Infinite pixels have been spilled over what motivated Trump’s voters in the 2016 election, with an endless barrage of research and anecdotes to bolster each competing analysis. But Trump’s reported deal with Democrats to salvage the Deferred Action for Childhood Arrivals program will provide a real-world test of what motivates most Trump partisans and what sort of compromises they will tolerate.
If cruel racism was the core driver, then most of Trump’s voters will abandon him in droves for allowing the children of undocumented immigrants to remain in the country in exchange for relatively minor increases to border security. If not, his supporters will shrug it off and stick by him, trusting him to accomplish other objectives. Trump’s poll numbers may even rise as a result after cratering during nine months of overt bigotry.
Certainly, the hardline conservative “nationalist” media apparatus is treating Trump’s ostensible pivot as a life-or-death breaking point. The likes of Ann Coulter, the openly racist Steve King (R-IA) and the editors of Breitbart are all but announcing that they will abandon Trump over it, and loudly proclaiming that they speak for the Republican and even independent/Democratic crossover base that elected him.
But as Greg Sargent sagely notes, white nationalist propagandists seem to be protesting a bit too much. The three-alarm-fire sirens blaring from The Drudge Report and AM radio sound less like genuine panic over immigration policy and Trump’s allegiances, and more like the shouts of blustering con artists fearful lest it be revealed that they and their ideas lack as much pull with Trump’s voter base as is commonly believed.
Sargent cogently speculates that ending DACA just might not be so important to Republicans outside of a relative few committed deplorables. After all, DACA is overwhelmingly popular even among Republicans: almost seven in ten Republicans think that those covered by the program should be able to stay. That doesn’t mean the committed 29% of registered Republicans who want to deport the Dreamers couldn’t cause havoc for Republicans in primary elections, but it’s likely a stretch to say that Trump’s base would abandon him en masse.
Chris Hayes speculates that Republicans might stick by Trump even in the face of revolt from the white nationalist conservative media complex out of personal loyalty to their God-Emperor Trump. But this is part of what I derisively call the “Pied Piper Theory of Politics”: the notion that seeming ideological movements are truly cults of personality that will follow the Leader’s dictates almost no matter what they may be. This argument is somewhat ludicrously used (as in this Joshua Holland piece) to argue that Trump’s heretical stances on free trade and libertarian economics were not core parts of Trump’s appeal to a Republican electorate that had rebelled from Paul Ryan’s economic royalists on those issues, but rather that Trump’s GOP base was inorganically dragged to those positions having first swarmed like moths to Trump’s Blood and Soil racist nationalism. (Similarly sketchy Pied Piper arguments are made about Sanders supporters’ ideological and policy convictions as well.)

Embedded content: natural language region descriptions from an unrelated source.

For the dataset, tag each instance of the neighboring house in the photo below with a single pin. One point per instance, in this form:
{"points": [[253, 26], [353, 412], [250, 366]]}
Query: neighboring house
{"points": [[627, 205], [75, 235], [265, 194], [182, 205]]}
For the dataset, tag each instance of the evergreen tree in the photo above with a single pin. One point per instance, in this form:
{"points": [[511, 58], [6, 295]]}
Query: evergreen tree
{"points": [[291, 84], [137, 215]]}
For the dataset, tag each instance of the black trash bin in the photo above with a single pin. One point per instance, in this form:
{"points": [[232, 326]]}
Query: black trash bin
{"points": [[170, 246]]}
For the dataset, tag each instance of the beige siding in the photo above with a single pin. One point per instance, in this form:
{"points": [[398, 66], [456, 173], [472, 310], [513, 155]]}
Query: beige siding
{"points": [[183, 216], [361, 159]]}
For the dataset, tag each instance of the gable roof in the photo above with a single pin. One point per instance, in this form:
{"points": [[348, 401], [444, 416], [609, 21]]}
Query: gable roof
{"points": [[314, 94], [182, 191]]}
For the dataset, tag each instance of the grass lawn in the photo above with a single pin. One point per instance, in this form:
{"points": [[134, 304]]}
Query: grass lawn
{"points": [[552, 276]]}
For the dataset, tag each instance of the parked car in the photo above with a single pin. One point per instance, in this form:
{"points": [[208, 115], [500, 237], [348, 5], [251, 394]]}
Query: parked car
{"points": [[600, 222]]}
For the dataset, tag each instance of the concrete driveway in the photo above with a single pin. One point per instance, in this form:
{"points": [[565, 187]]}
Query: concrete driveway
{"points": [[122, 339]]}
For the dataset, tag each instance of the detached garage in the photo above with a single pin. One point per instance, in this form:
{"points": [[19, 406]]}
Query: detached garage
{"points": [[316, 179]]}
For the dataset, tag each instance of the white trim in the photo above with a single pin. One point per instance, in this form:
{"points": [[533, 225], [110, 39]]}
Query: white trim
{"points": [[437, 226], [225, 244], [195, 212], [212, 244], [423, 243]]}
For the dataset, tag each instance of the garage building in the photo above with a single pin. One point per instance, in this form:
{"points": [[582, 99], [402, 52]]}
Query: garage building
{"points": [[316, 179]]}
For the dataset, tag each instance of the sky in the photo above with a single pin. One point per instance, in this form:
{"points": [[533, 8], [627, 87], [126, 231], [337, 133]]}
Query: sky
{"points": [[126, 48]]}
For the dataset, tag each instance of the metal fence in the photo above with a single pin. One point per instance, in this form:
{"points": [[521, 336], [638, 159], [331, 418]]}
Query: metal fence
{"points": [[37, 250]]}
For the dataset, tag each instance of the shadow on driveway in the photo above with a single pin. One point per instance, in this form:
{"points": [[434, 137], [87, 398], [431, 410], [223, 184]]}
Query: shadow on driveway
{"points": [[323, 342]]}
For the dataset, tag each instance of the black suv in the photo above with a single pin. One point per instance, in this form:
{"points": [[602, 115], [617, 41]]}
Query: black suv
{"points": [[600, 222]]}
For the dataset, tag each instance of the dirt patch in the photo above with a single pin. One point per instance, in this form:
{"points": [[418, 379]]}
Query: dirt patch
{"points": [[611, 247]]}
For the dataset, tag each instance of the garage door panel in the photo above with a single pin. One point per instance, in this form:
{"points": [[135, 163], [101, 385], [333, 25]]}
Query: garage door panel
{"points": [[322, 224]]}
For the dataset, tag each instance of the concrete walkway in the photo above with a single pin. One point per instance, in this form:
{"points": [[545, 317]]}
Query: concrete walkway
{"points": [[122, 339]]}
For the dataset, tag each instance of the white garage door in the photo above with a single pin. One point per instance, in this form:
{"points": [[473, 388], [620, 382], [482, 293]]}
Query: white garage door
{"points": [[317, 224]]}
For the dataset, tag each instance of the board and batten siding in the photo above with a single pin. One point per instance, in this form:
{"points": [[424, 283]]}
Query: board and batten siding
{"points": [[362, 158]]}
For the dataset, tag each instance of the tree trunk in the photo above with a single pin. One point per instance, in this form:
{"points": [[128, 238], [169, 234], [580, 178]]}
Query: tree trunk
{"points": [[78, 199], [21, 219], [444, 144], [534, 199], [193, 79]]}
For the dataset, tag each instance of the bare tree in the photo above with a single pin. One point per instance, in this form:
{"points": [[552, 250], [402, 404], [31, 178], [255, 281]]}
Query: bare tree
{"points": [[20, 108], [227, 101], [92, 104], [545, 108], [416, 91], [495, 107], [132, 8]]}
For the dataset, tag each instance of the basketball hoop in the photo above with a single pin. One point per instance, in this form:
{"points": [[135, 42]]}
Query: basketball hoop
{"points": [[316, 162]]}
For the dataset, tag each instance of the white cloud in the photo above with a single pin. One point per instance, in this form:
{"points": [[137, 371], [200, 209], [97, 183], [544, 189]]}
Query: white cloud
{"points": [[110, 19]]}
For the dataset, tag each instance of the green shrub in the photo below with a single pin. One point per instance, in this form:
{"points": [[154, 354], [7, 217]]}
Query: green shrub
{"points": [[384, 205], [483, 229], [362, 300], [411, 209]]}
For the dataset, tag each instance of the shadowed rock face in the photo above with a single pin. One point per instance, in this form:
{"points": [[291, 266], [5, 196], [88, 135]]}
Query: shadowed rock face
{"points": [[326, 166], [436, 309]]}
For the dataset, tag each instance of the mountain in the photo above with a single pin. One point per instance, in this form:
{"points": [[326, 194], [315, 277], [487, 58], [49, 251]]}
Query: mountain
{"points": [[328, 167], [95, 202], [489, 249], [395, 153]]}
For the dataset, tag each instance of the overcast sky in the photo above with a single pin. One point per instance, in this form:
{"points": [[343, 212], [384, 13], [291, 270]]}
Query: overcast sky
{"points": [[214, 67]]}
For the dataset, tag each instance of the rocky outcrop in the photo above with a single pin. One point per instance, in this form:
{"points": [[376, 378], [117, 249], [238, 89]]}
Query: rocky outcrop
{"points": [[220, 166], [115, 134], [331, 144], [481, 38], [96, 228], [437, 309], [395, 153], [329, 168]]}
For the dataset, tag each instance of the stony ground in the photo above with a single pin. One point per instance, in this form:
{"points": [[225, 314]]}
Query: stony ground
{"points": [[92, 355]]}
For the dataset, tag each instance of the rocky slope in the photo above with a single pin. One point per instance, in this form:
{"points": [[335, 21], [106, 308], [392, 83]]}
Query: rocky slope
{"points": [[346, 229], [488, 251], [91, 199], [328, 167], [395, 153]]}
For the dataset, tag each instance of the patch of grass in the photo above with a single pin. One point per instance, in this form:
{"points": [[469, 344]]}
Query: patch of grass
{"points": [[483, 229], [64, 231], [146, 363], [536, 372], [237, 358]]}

In this telling of affairs, even if Republicans don’t revolt from Trump for playing nice with Democrats and keeping DACA even without getting a border wall in exchange, it wouldn’t be because such policies weren’t the biggest motivator for his base. Rather, the theory goes that having secured their loyalty through promises of deportation, Trump would be dragging a deluded and captivated electorate with him to oppose deportation. This is a risible notion, especially given the strong show of support or DACA among registered Republican voters. If Trump’s supporters fail to break with him for preserving DACA, it will prove exactly what it seems to: that the issue just wasn’t that important to them in the first place.
Interestingly, the current situation leaves much of the center-left commentariat siding with Ann Coulter in assuming that if Trump betrays white nationalism and goes “soft” on DACA and the border wall, his base will revolt. Unlike Coulter whose relevance depends on her being right about this, the liberal commentators here reserve the right to blame a failure to revolt on Trump’s blinkered devotees being willing to follow him anywhere, but this is a flimsy fig leaf.
If Trump’s base sticks by him in the wake of a DACA and his poll numbers rise after cratering dramatically in nine months of vicious bigotry, it will say something about why he got elected. If his base throws Trump overboard and demands his removal over it, then it will confirm what many suspect about that animus of those who sent him to the White House. It will be an interesting test.